Agaricus diminutivus
Pileus
Cap 1.5-2.5 cm broad, egg-shaped in button-stage, becoming convex, eventually plano-convex; surface dry, the disc with lilac-brown to pinkish-brown fibrils, appressed fibrillose-squamulose towards the margin, the ornamentation over a pallid ground color; cuticle yellowing slightly where bruised or injured, yellow with KOH; context up to 3.0 mm thick at the disc, soft, thinning toward the margin; odor of anise; taste mild.
Lamellae
Gills free, close, cream-buff, blackish-brown at maturity; lamellulae up to three-seried.
Stipe
Stipe 3.0-6.0 cm long, 2.5-3.5 mm thick, more or less equal, sometimes with a small basal bulb, hollow to stuffed at maturity; surface of apex, white, appressed fibrillose-striate, lower stipe sparsely covered with white squamules, yellowing slowly where handled; veil membranous, thin, white, leaving an inconspicuous, narrow, evanescent band high on the stipe or fragments on the expanding cap.
Spores
Spores 4.0-5.0 x 3.0-4.0 µm, broadly ellipsoid, smooth, thick-walled in face-view, inequilateral in profile, hilar appendage apparent, germ pore not conspicuous; spore print chocolate-brown.
Habitat
Solitary or in small groups in mixed hardwood-conifer woods; fruiting early in the mushroom season; uncommon.
Edibility
Probably edible, but too small and infrequent to be of culinary value.
Comments
This petite, woodland Agaricus has a stature and cap suggestive of a Lepiota.

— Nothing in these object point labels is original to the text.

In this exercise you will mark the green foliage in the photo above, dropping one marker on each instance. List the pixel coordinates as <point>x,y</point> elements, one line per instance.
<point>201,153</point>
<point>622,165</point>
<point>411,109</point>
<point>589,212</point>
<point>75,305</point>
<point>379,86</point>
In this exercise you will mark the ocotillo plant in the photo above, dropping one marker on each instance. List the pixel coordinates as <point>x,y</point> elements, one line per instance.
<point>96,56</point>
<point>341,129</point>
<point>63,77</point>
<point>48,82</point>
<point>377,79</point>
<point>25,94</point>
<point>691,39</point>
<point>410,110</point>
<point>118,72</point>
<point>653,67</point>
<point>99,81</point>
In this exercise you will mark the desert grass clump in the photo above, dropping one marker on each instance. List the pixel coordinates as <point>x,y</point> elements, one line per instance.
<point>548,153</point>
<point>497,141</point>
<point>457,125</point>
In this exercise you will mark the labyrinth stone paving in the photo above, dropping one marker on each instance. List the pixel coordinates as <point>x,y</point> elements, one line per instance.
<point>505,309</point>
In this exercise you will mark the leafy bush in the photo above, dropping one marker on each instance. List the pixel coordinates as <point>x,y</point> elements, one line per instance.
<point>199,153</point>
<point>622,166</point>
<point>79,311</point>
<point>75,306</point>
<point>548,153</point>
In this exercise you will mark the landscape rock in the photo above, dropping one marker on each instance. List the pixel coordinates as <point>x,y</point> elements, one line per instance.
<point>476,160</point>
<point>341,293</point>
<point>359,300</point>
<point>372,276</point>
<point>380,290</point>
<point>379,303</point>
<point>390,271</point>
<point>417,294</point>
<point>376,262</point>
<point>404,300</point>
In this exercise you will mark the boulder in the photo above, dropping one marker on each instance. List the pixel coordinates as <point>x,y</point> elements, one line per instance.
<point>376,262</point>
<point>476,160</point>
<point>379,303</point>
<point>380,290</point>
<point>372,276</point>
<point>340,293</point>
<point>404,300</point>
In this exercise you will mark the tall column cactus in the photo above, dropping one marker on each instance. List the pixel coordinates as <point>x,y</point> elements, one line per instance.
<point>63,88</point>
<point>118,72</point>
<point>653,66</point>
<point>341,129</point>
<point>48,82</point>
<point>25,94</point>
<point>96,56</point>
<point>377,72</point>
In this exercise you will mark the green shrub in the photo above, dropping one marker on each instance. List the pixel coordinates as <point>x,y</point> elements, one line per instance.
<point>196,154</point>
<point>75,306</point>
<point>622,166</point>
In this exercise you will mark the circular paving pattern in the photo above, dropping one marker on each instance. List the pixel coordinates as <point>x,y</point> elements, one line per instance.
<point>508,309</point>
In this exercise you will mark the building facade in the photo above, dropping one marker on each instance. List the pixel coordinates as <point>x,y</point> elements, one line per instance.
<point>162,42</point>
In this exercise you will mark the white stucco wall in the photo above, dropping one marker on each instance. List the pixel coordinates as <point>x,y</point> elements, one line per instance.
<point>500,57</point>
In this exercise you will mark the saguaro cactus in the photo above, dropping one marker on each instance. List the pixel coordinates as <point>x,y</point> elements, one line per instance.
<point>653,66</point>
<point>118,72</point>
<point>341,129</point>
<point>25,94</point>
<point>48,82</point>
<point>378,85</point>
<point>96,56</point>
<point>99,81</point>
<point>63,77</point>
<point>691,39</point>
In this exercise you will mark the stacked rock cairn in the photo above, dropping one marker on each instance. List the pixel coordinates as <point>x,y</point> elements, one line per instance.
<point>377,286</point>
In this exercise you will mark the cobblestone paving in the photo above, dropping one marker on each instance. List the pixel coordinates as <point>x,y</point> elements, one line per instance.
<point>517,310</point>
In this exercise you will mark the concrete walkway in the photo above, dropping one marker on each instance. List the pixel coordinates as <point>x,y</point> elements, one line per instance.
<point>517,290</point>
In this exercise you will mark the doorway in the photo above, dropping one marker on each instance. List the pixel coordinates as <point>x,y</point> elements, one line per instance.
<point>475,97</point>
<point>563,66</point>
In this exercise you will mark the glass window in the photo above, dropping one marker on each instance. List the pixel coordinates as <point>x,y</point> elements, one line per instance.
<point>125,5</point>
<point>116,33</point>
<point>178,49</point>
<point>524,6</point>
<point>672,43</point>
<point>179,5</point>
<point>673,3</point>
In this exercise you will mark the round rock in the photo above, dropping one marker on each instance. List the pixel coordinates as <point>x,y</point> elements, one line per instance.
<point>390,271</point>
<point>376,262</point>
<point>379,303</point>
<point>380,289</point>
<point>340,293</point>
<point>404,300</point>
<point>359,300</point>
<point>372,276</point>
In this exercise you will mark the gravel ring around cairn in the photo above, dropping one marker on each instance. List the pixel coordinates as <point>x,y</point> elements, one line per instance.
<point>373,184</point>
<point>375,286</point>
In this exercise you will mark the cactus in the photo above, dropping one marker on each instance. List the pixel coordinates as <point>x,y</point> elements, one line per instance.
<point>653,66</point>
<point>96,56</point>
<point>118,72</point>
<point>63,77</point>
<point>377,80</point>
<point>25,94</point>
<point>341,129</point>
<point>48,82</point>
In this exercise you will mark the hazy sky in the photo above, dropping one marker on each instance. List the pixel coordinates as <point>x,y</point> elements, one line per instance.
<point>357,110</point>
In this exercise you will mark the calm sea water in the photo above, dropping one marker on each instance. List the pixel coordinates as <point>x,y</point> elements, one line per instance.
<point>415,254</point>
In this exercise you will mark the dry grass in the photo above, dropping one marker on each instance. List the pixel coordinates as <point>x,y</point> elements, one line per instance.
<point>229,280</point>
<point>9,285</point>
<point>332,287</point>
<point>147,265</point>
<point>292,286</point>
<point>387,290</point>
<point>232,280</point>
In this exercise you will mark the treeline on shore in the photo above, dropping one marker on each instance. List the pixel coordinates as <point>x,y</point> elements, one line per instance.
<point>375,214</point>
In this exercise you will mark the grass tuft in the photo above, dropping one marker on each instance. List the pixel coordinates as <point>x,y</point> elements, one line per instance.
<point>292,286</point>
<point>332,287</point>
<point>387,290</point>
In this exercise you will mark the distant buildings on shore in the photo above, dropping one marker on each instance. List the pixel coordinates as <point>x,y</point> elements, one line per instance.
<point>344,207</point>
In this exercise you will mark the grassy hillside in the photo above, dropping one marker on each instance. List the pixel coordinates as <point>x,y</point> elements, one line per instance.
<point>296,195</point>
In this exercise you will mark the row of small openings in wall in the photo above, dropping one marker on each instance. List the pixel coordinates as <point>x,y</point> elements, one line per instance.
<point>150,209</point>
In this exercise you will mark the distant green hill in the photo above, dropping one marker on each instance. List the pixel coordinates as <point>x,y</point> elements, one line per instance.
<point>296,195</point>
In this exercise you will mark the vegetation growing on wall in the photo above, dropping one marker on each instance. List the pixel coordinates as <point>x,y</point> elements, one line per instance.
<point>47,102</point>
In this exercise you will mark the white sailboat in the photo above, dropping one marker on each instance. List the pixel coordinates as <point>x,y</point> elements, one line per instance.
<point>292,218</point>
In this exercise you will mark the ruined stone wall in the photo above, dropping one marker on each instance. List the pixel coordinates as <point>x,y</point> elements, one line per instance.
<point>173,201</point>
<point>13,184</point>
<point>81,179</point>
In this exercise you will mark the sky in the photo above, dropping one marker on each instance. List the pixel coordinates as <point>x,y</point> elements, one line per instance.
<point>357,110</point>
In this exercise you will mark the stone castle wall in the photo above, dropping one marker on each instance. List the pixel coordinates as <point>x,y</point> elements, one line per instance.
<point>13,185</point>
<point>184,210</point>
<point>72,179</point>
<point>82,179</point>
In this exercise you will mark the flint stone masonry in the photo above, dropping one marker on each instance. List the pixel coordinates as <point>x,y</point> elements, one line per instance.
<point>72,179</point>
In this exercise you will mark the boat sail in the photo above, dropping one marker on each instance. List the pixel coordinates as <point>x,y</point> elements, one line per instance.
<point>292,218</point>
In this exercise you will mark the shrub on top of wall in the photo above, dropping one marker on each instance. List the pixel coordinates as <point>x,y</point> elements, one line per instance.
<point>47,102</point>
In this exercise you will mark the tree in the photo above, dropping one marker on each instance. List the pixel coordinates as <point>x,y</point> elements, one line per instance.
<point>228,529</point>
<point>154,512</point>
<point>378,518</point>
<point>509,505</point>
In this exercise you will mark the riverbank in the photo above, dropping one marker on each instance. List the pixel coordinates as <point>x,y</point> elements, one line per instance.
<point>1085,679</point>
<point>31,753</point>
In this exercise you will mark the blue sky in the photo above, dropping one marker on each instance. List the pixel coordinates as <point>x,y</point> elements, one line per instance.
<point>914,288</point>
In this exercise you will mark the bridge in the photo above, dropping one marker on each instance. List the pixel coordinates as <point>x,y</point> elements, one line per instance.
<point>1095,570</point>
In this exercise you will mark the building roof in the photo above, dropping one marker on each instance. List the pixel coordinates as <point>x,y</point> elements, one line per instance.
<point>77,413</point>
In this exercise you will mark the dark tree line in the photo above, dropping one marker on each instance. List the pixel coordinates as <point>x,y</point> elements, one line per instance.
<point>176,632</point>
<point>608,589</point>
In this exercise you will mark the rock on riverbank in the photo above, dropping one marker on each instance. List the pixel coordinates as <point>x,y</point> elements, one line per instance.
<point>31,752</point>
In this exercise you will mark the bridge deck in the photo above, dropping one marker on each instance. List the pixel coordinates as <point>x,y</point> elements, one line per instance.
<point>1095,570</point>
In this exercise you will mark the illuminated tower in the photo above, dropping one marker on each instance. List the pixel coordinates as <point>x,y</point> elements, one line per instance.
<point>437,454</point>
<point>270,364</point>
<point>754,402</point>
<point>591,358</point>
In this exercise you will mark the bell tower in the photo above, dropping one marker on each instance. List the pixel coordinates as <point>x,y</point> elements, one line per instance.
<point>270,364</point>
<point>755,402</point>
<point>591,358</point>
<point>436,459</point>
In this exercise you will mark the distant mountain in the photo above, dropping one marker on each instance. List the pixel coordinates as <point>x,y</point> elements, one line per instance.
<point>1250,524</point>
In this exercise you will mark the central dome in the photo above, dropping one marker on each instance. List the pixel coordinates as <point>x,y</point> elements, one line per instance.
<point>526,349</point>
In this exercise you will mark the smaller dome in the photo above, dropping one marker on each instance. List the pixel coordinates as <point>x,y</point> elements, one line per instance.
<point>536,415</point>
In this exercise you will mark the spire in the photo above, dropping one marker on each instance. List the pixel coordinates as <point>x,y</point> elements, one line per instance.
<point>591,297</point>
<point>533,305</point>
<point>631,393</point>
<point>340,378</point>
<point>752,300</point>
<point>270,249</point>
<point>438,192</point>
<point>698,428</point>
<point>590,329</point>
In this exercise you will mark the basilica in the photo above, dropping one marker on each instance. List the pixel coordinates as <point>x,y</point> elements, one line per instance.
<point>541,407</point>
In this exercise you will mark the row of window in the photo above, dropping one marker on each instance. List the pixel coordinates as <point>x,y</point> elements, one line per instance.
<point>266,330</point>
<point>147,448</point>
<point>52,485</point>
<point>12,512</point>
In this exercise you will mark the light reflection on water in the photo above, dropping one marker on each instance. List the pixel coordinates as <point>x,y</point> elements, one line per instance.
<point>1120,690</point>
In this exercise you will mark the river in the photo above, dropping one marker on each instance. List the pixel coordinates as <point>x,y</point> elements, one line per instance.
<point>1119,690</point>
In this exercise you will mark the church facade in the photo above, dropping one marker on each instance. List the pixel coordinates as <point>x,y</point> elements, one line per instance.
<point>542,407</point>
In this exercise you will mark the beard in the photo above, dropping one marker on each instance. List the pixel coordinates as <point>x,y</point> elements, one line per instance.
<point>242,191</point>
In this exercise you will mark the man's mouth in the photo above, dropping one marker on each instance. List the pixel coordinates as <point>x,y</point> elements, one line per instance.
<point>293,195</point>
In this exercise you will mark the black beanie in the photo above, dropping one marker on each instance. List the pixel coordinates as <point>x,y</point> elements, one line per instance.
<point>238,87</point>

Its affinities, however, become obvious when the free, dark-brown (not white) gills, are seen. According to Alexander Smith, Agaricus diminutivus is part of a species complex with several forms occurring in the Pacific Northwest. The above description covers material seen along the Mendocino coast north of San Francisco. Agaricus semotus is similar, also occurs under trees, but is more robust, has a cap with a darker disc, and tends to have a clavate stipe.